DSelect-k: Differentiable Selection in the Mixture of Experts with
Applications to Multi-Task Learning
- URL: http://arxiv.org/abs/2106.03760v2
- Date: Wed, 9 Jun 2021 15:25:04 GMT
- Title: DSelect-k: Differentiable Selection in the Mixture of Experts with
Applications to Multi-Task Learning
- Authors: Hussein Hazimeh, Zhe Zhao, Aakanksha Chowdhery, Maheswaran
Sathiamoorthy, Yihua Chen, Rahul Mazumder, Lichan Hong, Ed H. Chi
- Abstract summary: State-of-the-art MoE models use a trainable sparse gate to select a subset of the experts for each input example.
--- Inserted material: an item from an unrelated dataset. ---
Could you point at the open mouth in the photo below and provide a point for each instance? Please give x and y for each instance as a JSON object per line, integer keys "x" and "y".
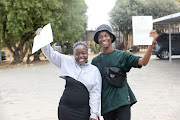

We develop DSelect-k: the first, continuously differentiable and sparse gate for MoE, based on a novel binary encoding formulation.
Our experiments indicate MoE models based on DSelect-k can achieve statistically significant improvements in predictive and expert selection performance.
- Score: 17.012443240520625
- License: http://arxiv.org/licenses/nonexclusive-distrib/1.0/
- Abstract: The Mixture-of-experts (MoE) architecture is showing promising results in
multi-task learning (MTL) and in scaling high-capacity neural networks.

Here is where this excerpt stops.